Can Saudi Arabia's bold reforms cure growing financial woes?
- Published
It has been a dramatic week for the Saudi economy: the country has slashed public spending, and rowed back from its 18-month policy of pumping out oil at near maximum levels by reducing daily production by 350,000 barrels.
Oil prices jumped 5% at the news, a market overreaction to be sure, but nevertheless a welcome development for producer states. They need to see a turnaround in their government revenues which have been depressed for the last 18 months.
But the kingdom's shift in policy indicates that not all is well financially.

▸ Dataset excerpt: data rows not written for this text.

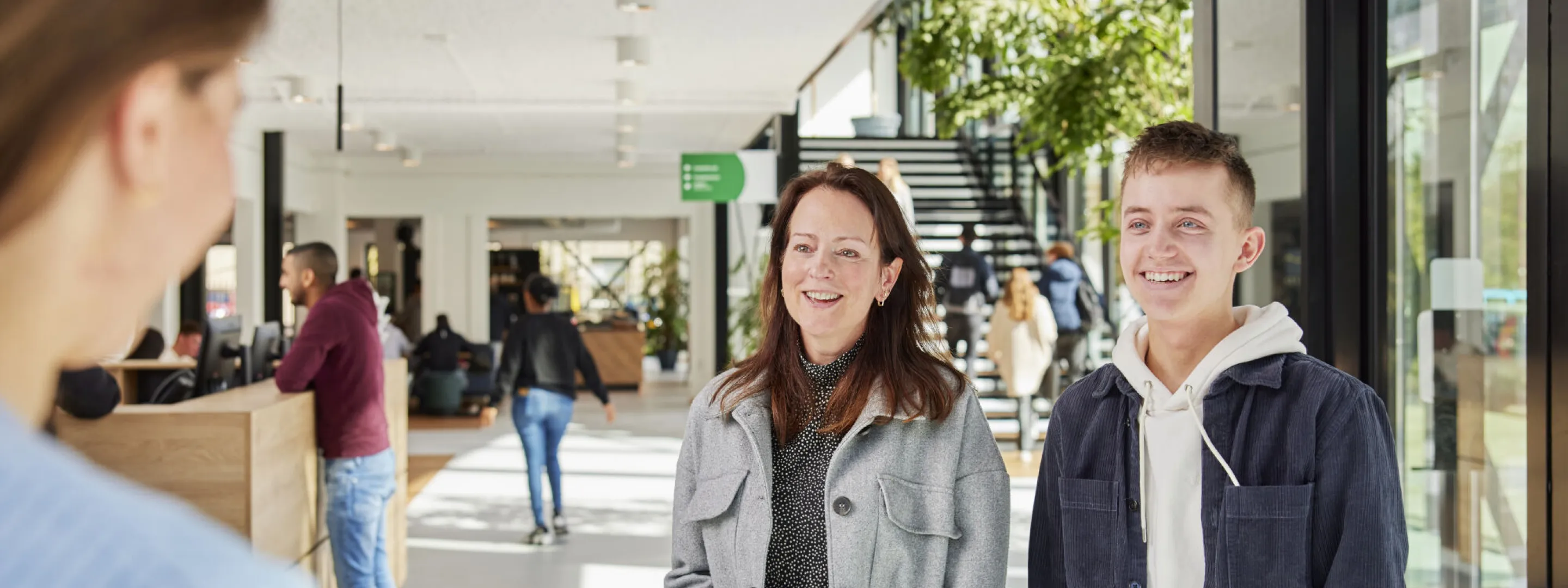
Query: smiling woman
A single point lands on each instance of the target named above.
(849, 413)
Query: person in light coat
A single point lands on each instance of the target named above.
(847, 452)
(1023, 336)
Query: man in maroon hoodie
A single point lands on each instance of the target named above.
(338, 353)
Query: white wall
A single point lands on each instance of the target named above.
(457, 198)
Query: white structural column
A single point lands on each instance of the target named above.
(327, 223)
(455, 267)
(701, 322)
(248, 262)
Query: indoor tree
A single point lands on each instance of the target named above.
(1078, 74)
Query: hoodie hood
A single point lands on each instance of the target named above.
(1172, 437)
(1264, 332)
(357, 297)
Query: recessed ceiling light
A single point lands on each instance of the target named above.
(302, 90)
(353, 120)
(628, 93)
(628, 123)
(386, 140)
(631, 51)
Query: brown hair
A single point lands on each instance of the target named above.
(1020, 295)
(1062, 250)
(1180, 143)
(901, 352)
(68, 60)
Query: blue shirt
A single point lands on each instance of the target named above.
(1319, 501)
(1061, 287)
(68, 524)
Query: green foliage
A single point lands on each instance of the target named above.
(1079, 74)
(667, 328)
(745, 319)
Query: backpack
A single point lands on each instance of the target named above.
(1089, 305)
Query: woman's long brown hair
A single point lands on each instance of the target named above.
(65, 62)
(902, 352)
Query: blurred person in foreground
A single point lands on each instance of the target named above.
(338, 355)
(113, 179)
(966, 284)
(540, 363)
(1212, 451)
(187, 344)
(847, 428)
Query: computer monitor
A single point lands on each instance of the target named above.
(266, 347)
(220, 347)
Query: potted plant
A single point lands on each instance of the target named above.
(667, 327)
(1079, 74)
(745, 319)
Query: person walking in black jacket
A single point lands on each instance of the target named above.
(540, 364)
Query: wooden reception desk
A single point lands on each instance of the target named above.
(247, 458)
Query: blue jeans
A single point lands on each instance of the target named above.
(542, 421)
(357, 518)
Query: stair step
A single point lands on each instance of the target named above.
(990, 217)
(868, 159)
(921, 204)
(879, 145)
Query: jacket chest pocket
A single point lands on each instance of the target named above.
(916, 528)
(717, 512)
(1093, 535)
(1267, 535)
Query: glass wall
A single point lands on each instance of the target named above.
(1260, 63)
(1457, 281)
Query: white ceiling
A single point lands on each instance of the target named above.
(1260, 57)
(537, 77)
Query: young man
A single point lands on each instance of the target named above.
(1214, 452)
(338, 353)
(187, 346)
(966, 284)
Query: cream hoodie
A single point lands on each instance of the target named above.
(1172, 438)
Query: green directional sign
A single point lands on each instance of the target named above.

Indeed the Saudi attempt to maintain market share through maximising output and artificially keeping oil prices low appears to have backfired.
Unable to absorb low prices for an extended period, the kingdom has lost some $180bn (£140bn) of currency reserves, as it has had to dig deep into its pockets to cover enormous government spending deficits.
In fairness, Saudi Arabia's leadership, under the guidance of Deputy Crown Prince Mohammed bin Salman, has been remarkably open about the extent of the problems.
In an interview with Bloomberg, external magazine in April, the grim reality was laid bare by Prince Mohammed's senior financial adviser: the state was wasting up to $100bn a year in inefficient spending, backhanders and opaque business deals, he said, and would have gone broke "by early 2017" unless something radical was done to change course.
Grand plan
And so for the nation to remain solvent there was always going to have to be some financial pain - pain which would filter into the real economy and down to the vast body of Saudi nationals employed in government sectors.
Government spending would need to be scaled down, and subsidies on everyday goods and services such as power, water and fuel would need to be lifted.
Last but not least expenditure on salaries would need to be reduced, which means either people lost their jobs, or they lost their perks.
Given that Saudi society builds and cements social relationships around the provision of government jobs, firing people is extremely difficult without causing offence.
This meant that public salaries had to be cut, and in June the Saudi government set a target to reduce salary expenditure by 24bn riyals ($6.4bn; £4.9bn) a year by 2020.
It is no surprise then that on Monday evening a series of royal decrees cut salaries by as much as 20%, shrunk holiday pay and leave allowances and cut bonuses.
These cuts all fall broadly within the vision set out by Prince Mohammed earlier in the year.
Vision 2030 is the grand plan for restructuring the Saudi economy, diversifying away from hydrocarbon exports by encouraging Saudis to join the private sector, and privatising sections of Aramco, the oil producing behemoth that still drives Saudi income and domestic revenue.
But for all its lofty goals, it is unlikely that the vision can ever be fully implemented, and it is sensible to assume that Vision 2030 was never designed to be the panacea for Saudi Arabia's myriad financial woes.
Even some leading Saudis have been open about the vision's expected level of success, insisting that it is more about changing the national Zeitgeist than radically overhauling the economy in such a short space of time.
Social impact
If this can be achieved, and the ruling house is able to persuade its citizens to accept that the good times are over, then all should be well for the time being.
The al-Saud family enjoy widespread popular support in the Kingdom, and the young prince and his team have expended great energy warning that austerity is coming.
But it is one thing to warn about austerity, and quite another to then implement it.
As increasing austerity measures are introduced, Saudi Arabia's middle class looks set to join the "squeezed middle".
It is an overused Western term, but make no mistake it will be Saudi's middle earners who will struggle in the months and years ahead.
Reductions in subsidies and salary cuts will affect this middle bracket the most - in other words the people who possess just enough money to run a household and send children to school.
So the addition of higher bills and less income at the end of the month will put a huge amount of pressure on this important sector of the Saudi economy.
Observing from the outside, cutting bloated public expenditure seems the right thing to do and is long overdue, but it will have social impacts that no-one can foresee at present.
Saudi Arabia is moving into a difficult period in which its society will have to get used to leaner times, and still keep their faith that the royal family is steering the country in the right direction.